Dzieci przeciwko wojnie
Woja jest czasem trudnym, pełnym smutku i rozpaczy. Jednak oprócz mrożących krew w żyłach opowieści, zdarzają się również takie, które rozgrzewają serce i wywołują na twarzy uśmiech. Oto jedna z nich.

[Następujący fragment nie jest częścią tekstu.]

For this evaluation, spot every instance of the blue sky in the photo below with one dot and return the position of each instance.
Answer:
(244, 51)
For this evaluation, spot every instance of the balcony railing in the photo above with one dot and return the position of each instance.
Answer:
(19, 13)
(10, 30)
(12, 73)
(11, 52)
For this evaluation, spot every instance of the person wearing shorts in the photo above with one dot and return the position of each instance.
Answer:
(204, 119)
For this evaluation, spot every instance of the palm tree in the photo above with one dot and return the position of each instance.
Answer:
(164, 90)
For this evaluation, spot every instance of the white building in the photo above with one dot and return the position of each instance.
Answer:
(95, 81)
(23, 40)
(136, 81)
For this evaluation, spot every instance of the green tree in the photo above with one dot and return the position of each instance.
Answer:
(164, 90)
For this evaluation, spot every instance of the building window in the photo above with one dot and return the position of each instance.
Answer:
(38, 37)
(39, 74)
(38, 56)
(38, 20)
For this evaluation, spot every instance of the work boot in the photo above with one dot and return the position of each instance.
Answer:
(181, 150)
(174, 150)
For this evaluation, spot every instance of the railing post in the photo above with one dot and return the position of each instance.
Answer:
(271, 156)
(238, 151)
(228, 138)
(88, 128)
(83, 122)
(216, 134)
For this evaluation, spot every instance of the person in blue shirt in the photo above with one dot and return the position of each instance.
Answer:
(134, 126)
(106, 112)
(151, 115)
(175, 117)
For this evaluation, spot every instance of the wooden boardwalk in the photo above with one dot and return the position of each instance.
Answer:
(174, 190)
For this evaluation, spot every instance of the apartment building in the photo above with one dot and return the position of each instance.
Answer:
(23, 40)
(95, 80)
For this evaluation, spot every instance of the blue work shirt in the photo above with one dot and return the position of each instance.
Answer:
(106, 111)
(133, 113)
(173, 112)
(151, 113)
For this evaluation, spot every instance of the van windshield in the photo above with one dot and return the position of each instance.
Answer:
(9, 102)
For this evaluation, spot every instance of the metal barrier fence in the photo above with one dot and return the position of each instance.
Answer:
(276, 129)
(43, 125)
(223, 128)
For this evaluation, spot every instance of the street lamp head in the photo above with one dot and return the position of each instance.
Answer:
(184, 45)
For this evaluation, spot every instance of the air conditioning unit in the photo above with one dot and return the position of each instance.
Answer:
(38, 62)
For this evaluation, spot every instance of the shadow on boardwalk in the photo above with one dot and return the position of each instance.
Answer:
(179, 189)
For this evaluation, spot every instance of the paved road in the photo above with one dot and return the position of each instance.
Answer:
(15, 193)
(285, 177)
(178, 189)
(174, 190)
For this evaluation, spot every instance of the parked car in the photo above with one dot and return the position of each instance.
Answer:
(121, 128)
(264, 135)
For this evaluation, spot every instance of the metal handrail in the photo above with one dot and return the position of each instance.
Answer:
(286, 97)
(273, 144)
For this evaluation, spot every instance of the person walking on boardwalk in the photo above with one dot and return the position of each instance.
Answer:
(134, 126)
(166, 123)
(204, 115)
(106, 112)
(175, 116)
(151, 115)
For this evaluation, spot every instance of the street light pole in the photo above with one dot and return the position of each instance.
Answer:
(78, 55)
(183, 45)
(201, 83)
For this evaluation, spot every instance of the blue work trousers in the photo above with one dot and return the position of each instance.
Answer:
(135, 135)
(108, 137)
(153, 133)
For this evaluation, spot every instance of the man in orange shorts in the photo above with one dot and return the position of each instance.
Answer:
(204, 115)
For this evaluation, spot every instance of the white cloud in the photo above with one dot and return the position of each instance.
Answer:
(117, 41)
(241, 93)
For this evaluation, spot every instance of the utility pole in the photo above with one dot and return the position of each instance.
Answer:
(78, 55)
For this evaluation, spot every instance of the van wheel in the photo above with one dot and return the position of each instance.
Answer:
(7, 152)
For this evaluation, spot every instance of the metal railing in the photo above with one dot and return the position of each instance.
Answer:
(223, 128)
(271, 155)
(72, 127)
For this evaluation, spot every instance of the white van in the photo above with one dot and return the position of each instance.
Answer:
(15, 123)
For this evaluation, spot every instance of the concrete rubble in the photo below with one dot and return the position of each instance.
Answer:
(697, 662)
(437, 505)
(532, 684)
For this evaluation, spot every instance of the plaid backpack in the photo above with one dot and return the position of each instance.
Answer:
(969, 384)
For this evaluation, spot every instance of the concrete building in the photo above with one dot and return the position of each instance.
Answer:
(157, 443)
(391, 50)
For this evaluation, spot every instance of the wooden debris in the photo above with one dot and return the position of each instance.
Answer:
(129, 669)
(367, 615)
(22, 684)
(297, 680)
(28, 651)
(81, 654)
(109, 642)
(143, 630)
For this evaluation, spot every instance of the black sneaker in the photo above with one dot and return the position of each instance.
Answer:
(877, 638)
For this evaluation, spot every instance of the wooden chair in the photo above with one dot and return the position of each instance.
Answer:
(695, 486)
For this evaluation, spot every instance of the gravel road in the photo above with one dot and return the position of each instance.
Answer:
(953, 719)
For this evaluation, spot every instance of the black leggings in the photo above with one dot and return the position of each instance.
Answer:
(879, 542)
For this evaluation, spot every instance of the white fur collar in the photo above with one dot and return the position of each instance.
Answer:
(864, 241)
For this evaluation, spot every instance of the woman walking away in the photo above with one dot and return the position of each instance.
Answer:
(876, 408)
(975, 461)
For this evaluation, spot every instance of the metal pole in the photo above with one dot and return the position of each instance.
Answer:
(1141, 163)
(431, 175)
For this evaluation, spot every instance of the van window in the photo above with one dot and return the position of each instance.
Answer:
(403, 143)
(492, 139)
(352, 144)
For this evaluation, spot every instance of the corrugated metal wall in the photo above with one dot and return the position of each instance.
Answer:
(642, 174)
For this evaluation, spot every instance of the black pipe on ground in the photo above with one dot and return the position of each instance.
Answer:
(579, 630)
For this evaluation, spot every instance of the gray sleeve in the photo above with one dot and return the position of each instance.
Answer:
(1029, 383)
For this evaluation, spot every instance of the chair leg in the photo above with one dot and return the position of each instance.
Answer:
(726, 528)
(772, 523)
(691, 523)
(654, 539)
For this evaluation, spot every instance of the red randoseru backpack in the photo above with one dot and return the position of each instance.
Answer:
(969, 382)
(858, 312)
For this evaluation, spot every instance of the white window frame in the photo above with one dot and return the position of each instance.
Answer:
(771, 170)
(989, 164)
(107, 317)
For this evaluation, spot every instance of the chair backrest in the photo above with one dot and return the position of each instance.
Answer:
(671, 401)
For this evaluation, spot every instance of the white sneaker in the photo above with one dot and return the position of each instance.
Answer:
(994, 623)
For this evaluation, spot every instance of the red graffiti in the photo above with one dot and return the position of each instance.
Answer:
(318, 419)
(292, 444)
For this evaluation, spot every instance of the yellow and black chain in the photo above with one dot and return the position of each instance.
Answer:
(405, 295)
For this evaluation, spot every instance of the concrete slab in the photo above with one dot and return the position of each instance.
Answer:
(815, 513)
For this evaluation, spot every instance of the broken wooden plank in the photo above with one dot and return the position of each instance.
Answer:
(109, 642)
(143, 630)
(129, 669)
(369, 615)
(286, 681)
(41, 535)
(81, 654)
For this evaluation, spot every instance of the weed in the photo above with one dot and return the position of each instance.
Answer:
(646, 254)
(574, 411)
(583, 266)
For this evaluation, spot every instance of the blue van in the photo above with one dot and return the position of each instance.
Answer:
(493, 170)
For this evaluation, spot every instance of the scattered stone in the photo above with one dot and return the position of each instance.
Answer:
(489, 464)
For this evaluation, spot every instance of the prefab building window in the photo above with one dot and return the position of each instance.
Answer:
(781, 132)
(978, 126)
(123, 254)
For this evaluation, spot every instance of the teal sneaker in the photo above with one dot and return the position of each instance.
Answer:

Telefon za kamizelkę kuloodporną
Na Ukrainie, zanim zaczęła się jeszcze wojna, mieszkała dziewczynka, która marzył o iPhone. Każdy grosz, który dostała od rodziców i dziadków, wrzucała konsekwentnie do skarbonki. Po jakimś czasie uzbierała się tam całkiem spora suma. Dziewczynka była już blisko spełnienia swojego marzenia. Jednak w tym momencie okazało się, że Rosja zaatakowała jej ojczyznę, Ukrainę. Słysząc różne wiadomości w radiu i telewizja, dziewczyna nie wahając się ani chwili, rozbiła świnkę i znajdujące się w niej oszczędności oddała wolontariuszom. Chciała, aby za te pieniądze kupili kamizelkę kuloodporną dla któregoś z żołnierzy, walczącego o wolność Ukrainy. Niestety, okazało się, że oszczędności zebrane przez dziewczynkę nie wystarczą. Dziecko jednak się nie poddało. Zaczęło sprzedawać kwiaty, które dostało od wolontariuszy. Kiedy przechodnie zobaczyli, na jaki cel zbiera dziewczynka, w ciągu 5 godzin udało się uzbierać pieniądze na kamizelkę, którą mała Ukrainka osobiście przekazała jednemu z żołnierzy. Jednak ta historia ma swój ciąg dalszy. Dziewczynka postanowiła pomagać dalej. Ze sprzedaży namalowanych przez nią kwiatów udało się kupić kolejne dwie kamizelki kuloodporne. Natomiast o niespełnionym marzeniu małej bohaterki usłyszał pewien sprzedawca, który postanowił podarować jej wymarzonego iPhona. Jak widać, prawdą jest, że dobro wraca. Jednak miejmy nadzieję, że dzieci już nie długo nie będą musiały doświadczać tego, czym jest wojna.